What advice would you give to young scholars these days who are interested in studying China?
I am not one to easily give advice, but I would note that the support and recognition for scholarship of contemporary China varies by discipline. Not so very long ago, donors to Yale had raised money to hire an economist who worked on the Chinese economy. Nevertheless, the economics department did not launch a search because most faculty believed that there was no suitable data on China to support frontier research in economics. Clearly, we no longer face the same data restrictions today, but some disciplines still provide more opportunities than others.
So what is your next project?
Currently my primary research focus is a multi-year study of how rapid growth of megacities and the inclusion of 400 million rural residents into urban settlements have impacted family life. I also will extend a 2015-2016 project that studied wedding ritual to understand changing urban kinship ties.

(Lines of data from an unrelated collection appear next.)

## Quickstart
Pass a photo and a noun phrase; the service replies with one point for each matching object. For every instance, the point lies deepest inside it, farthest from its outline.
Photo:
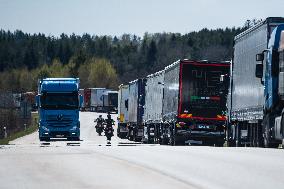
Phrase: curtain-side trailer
(246, 103)
(152, 117)
(194, 103)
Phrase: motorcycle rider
(108, 128)
(99, 126)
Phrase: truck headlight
(44, 128)
(74, 128)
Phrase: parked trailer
(123, 95)
(136, 109)
(255, 110)
(152, 118)
(194, 103)
(110, 101)
(81, 92)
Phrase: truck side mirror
(259, 57)
(37, 97)
(259, 70)
(222, 78)
(80, 100)
(126, 104)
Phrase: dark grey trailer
(194, 103)
(123, 95)
(152, 118)
(246, 101)
(136, 104)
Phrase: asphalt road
(27, 163)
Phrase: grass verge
(32, 128)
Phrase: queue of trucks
(255, 103)
(188, 102)
(206, 102)
(183, 104)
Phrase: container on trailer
(123, 94)
(194, 103)
(153, 106)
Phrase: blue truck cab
(59, 102)
(272, 65)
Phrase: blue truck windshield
(59, 101)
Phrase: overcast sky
(115, 17)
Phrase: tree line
(103, 61)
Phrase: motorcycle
(109, 132)
(99, 128)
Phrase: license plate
(204, 126)
(193, 142)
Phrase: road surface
(27, 163)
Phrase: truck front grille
(60, 121)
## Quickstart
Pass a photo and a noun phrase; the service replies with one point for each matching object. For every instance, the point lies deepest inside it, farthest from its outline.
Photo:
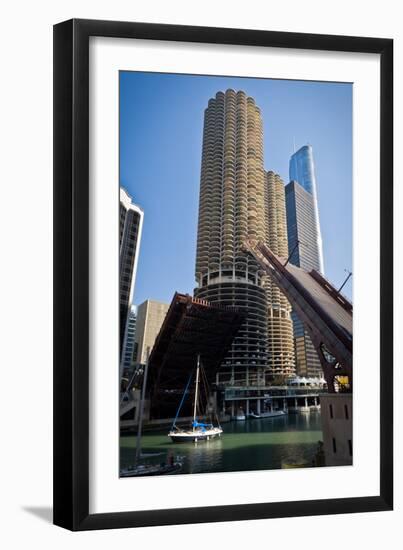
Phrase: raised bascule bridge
(328, 318)
(326, 314)
(192, 328)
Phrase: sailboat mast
(197, 389)
(140, 421)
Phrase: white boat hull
(272, 414)
(194, 435)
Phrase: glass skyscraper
(304, 244)
(302, 170)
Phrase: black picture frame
(72, 284)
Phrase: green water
(255, 444)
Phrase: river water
(254, 444)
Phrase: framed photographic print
(222, 199)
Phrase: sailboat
(147, 469)
(199, 431)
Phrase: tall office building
(233, 206)
(129, 343)
(304, 243)
(280, 326)
(150, 316)
(302, 170)
(130, 227)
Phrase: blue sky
(161, 124)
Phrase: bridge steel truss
(326, 314)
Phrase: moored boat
(199, 431)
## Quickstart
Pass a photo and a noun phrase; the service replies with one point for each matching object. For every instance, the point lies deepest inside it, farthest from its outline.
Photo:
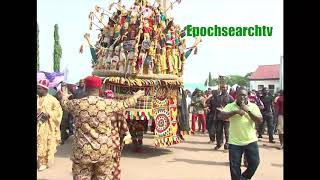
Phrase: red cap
(44, 83)
(93, 82)
(109, 94)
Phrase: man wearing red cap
(99, 127)
(48, 125)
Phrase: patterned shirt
(198, 107)
(95, 134)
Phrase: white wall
(254, 84)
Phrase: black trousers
(252, 155)
(270, 125)
(222, 126)
(66, 124)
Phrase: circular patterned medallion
(160, 97)
(162, 121)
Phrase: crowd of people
(234, 120)
(203, 107)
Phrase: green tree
(37, 47)
(236, 79)
(211, 81)
(206, 82)
(248, 75)
(57, 50)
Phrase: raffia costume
(99, 126)
(48, 133)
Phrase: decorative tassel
(81, 49)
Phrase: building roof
(266, 72)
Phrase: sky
(218, 55)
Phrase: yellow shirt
(242, 128)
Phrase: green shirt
(198, 105)
(242, 128)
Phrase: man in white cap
(49, 115)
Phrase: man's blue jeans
(252, 155)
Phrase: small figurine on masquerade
(114, 62)
(163, 61)
(162, 40)
(149, 63)
(131, 67)
(117, 31)
(140, 61)
(109, 58)
(176, 60)
(170, 60)
(124, 31)
(122, 60)
(157, 62)
(146, 30)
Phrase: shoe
(42, 167)
(127, 139)
(280, 148)
(217, 147)
(139, 150)
(226, 146)
(243, 178)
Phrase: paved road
(193, 159)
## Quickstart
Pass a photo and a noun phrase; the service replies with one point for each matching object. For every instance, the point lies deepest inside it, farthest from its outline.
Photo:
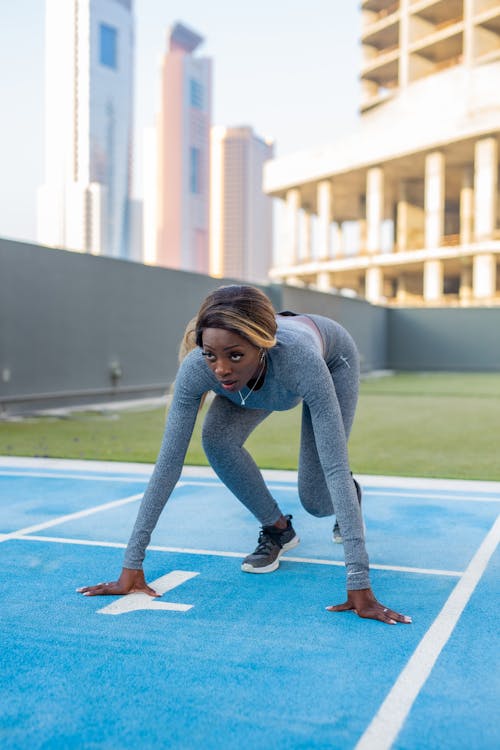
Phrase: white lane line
(219, 553)
(69, 517)
(387, 723)
(84, 477)
(388, 492)
(134, 602)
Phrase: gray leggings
(227, 426)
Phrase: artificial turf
(408, 424)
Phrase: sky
(288, 68)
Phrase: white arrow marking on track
(133, 602)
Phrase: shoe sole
(247, 568)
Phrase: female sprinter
(256, 362)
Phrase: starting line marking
(69, 517)
(387, 723)
(219, 553)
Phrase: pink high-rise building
(183, 156)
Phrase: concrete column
(374, 208)
(485, 187)
(484, 276)
(401, 290)
(306, 235)
(433, 280)
(402, 217)
(467, 206)
(434, 199)
(337, 241)
(292, 226)
(323, 281)
(374, 282)
(465, 291)
(324, 201)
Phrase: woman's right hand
(129, 582)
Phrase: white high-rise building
(177, 166)
(84, 203)
(406, 210)
(241, 224)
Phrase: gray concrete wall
(65, 318)
(453, 339)
(365, 322)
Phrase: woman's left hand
(364, 603)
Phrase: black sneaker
(336, 535)
(272, 543)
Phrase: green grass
(431, 425)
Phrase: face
(233, 360)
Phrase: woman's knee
(311, 505)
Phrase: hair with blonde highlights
(245, 310)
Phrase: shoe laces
(266, 542)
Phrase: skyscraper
(183, 157)
(84, 202)
(241, 214)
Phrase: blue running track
(229, 660)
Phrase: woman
(257, 362)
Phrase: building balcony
(383, 35)
(486, 43)
(380, 7)
(441, 50)
(377, 23)
(437, 12)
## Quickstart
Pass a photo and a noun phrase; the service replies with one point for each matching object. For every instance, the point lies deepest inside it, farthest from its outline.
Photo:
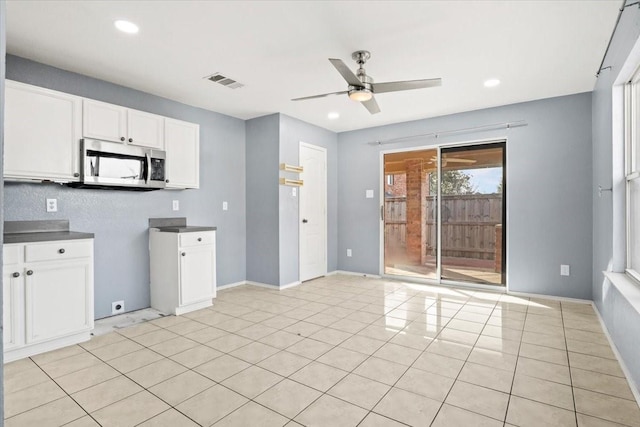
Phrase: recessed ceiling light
(491, 83)
(126, 26)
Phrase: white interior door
(313, 212)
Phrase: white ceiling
(279, 51)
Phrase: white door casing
(313, 212)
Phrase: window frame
(631, 164)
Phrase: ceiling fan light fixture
(491, 83)
(126, 26)
(360, 95)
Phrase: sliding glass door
(458, 191)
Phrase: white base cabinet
(183, 270)
(48, 296)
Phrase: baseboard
(231, 285)
(261, 285)
(551, 297)
(354, 273)
(623, 366)
(290, 285)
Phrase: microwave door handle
(147, 168)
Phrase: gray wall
(292, 132)
(262, 199)
(3, 45)
(548, 190)
(272, 210)
(120, 219)
(621, 318)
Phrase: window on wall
(632, 162)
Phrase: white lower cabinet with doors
(48, 296)
(183, 269)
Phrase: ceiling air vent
(224, 81)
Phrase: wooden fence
(468, 225)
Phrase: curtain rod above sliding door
(495, 126)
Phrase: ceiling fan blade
(371, 105)
(404, 85)
(320, 96)
(346, 72)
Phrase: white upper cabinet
(110, 122)
(42, 133)
(43, 129)
(145, 129)
(182, 144)
(104, 121)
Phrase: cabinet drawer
(11, 254)
(60, 250)
(195, 239)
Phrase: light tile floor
(336, 351)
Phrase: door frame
(496, 288)
(324, 213)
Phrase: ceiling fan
(361, 86)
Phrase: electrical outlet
(52, 205)
(117, 307)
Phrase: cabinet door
(145, 129)
(42, 133)
(13, 310)
(182, 144)
(104, 121)
(59, 299)
(197, 274)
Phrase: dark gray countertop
(40, 231)
(176, 225)
(44, 236)
(185, 229)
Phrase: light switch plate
(52, 205)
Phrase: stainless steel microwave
(111, 165)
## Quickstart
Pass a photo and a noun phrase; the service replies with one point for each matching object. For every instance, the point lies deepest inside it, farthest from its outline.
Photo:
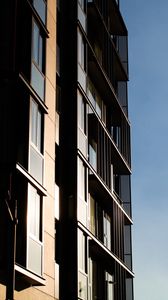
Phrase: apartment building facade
(65, 165)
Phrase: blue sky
(147, 23)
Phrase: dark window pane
(40, 6)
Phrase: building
(65, 194)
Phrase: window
(109, 279)
(127, 246)
(82, 275)
(81, 113)
(36, 123)
(81, 50)
(82, 4)
(37, 68)
(34, 236)
(36, 157)
(82, 195)
(92, 215)
(93, 153)
(96, 101)
(107, 230)
(40, 6)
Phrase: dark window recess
(21, 192)
(38, 60)
(22, 123)
(57, 165)
(23, 43)
(58, 99)
(40, 6)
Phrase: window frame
(39, 152)
(38, 241)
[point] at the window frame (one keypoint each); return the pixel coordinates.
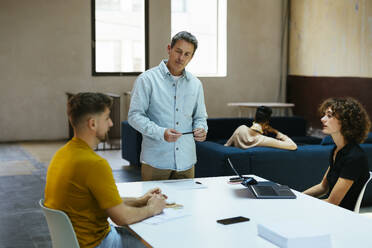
(93, 43)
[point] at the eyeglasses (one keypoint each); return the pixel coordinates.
(329, 114)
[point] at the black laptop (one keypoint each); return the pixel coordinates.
(267, 189)
(270, 190)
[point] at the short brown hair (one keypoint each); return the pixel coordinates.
(85, 103)
(355, 122)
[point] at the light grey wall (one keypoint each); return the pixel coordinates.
(45, 51)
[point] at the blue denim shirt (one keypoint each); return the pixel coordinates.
(159, 102)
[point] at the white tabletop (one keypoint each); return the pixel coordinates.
(222, 200)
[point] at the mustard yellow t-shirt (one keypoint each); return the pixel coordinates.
(80, 183)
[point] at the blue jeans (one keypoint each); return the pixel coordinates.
(120, 237)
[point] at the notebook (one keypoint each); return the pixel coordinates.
(270, 190)
(267, 190)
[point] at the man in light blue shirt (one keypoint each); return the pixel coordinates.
(167, 107)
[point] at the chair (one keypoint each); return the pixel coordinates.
(61, 231)
(360, 197)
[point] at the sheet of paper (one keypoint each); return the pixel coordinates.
(167, 215)
(184, 184)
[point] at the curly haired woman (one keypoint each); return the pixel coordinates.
(348, 123)
(258, 134)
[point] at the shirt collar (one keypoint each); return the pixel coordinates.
(165, 71)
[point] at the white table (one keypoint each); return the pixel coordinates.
(279, 108)
(221, 200)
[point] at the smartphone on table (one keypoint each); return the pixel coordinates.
(233, 220)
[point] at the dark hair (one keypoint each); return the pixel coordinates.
(263, 114)
(354, 120)
(86, 103)
(184, 35)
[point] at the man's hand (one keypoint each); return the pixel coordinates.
(171, 135)
(200, 134)
(156, 204)
(156, 191)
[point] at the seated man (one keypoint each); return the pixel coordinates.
(80, 182)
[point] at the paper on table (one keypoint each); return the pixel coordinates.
(167, 215)
(290, 234)
(184, 184)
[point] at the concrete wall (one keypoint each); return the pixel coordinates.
(45, 51)
(331, 38)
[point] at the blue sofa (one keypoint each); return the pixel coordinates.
(298, 169)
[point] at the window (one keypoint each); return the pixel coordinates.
(119, 37)
(206, 20)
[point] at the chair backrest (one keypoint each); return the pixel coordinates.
(360, 197)
(61, 230)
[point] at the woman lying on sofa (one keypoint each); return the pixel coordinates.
(260, 133)
(348, 123)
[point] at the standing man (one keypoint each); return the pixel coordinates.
(81, 184)
(167, 102)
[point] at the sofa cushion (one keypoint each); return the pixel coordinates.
(329, 141)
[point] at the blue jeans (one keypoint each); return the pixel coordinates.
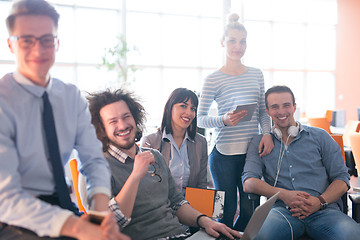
(226, 172)
(324, 224)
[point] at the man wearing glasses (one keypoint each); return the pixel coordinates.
(146, 202)
(41, 121)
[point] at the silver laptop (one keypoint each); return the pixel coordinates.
(254, 225)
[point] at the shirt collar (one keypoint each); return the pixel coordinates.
(168, 136)
(118, 154)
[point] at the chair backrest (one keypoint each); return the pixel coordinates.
(351, 127)
(355, 147)
(339, 139)
(320, 123)
(75, 176)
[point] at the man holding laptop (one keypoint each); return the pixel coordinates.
(307, 168)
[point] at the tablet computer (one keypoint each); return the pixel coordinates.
(250, 108)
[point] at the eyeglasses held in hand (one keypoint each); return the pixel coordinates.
(154, 171)
(29, 41)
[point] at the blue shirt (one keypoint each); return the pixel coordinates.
(179, 162)
(25, 171)
(310, 163)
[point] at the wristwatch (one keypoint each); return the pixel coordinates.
(323, 203)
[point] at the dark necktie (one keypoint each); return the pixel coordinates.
(54, 153)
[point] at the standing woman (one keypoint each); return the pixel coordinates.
(183, 148)
(232, 85)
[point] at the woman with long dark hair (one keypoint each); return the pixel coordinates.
(183, 148)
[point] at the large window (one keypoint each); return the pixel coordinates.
(292, 41)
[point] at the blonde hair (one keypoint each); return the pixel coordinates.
(233, 23)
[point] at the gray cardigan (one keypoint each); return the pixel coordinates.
(197, 152)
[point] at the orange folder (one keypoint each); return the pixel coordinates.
(205, 200)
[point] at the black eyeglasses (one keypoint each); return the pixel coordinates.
(154, 171)
(28, 41)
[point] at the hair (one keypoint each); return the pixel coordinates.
(278, 89)
(179, 95)
(31, 7)
(233, 23)
(99, 100)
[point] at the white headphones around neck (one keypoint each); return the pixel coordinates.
(293, 131)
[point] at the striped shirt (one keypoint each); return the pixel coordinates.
(228, 91)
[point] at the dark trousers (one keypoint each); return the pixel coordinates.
(8, 232)
(19, 233)
(226, 172)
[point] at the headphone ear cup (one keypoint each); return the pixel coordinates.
(293, 131)
(277, 133)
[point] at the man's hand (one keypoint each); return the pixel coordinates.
(294, 199)
(141, 164)
(213, 228)
(266, 145)
(304, 209)
(232, 118)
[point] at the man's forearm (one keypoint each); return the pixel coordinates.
(257, 186)
(334, 191)
(100, 202)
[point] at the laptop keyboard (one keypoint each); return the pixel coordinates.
(223, 237)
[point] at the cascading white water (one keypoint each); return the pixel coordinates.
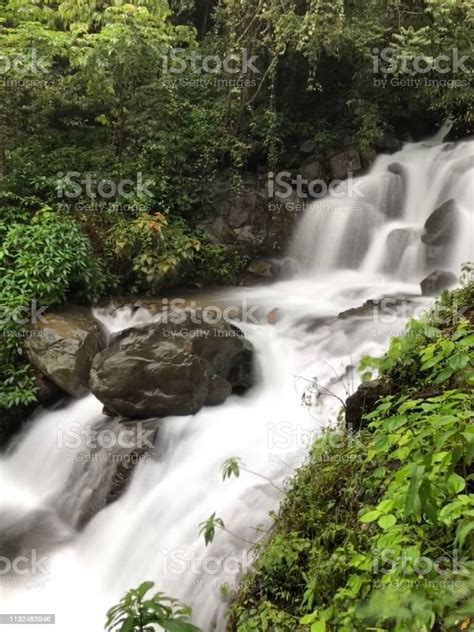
(401, 191)
(151, 532)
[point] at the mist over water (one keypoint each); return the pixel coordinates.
(346, 256)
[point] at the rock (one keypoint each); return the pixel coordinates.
(171, 368)
(366, 309)
(252, 217)
(396, 193)
(63, 347)
(261, 268)
(388, 143)
(397, 169)
(344, 163)
(219, 390)
(442, 225)
(273, 316)
(437, 281)
(311, 169)
(248, 236)
(308, 147)
(363, 401)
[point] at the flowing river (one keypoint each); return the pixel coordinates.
(364, 244)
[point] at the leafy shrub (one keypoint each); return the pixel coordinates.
(377, 529)
(135, 613)
(41, 262)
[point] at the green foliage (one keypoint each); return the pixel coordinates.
(209, 526)
(136, 612)
(41, 262)
(376, 532)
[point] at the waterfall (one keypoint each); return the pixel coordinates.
(350, 249)
(377, 227)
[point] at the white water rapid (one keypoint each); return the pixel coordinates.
(348, 254)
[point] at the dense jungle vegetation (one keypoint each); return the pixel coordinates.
(105, 92)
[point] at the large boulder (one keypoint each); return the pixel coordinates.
(171, 368)
(442, 225)
(388, 143)
(363, 401)
(437, 281)
(63, 346)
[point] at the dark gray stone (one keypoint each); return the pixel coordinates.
(168, 369)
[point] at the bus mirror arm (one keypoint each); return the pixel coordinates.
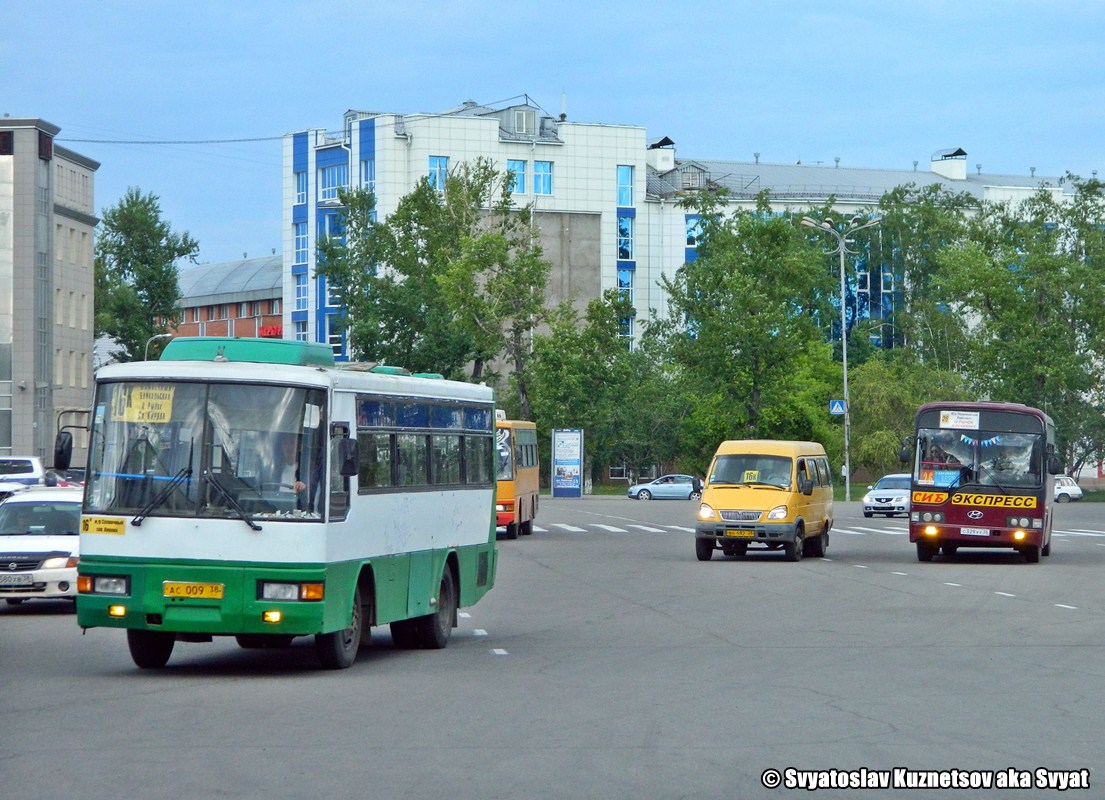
(347, 456)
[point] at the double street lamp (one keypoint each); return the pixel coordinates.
(856, 223)
(155, 337)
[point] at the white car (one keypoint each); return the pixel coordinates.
(40, 544)
(1066, 490)
(890, 496)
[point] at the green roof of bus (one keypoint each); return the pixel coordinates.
(210, 348)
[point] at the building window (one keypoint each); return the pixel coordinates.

Congratulations! So from your vantage point, just to wrap up our discussion of this wonderful career that you’ve had, what is your sense of U.S.-China relations today?
We are challenged. Short statement. We are challenged. But we’ve been challenged before, and I think that the talent and the diverse players on both sides of the Pacific who are committed to the long term give me confidence that the future will be brighter.
So you are overall optimistic?
You have to be. What’s the alternative? There are many reasons to be pessimistic but there is too much at stake, too many shared interests, to see only the dark side.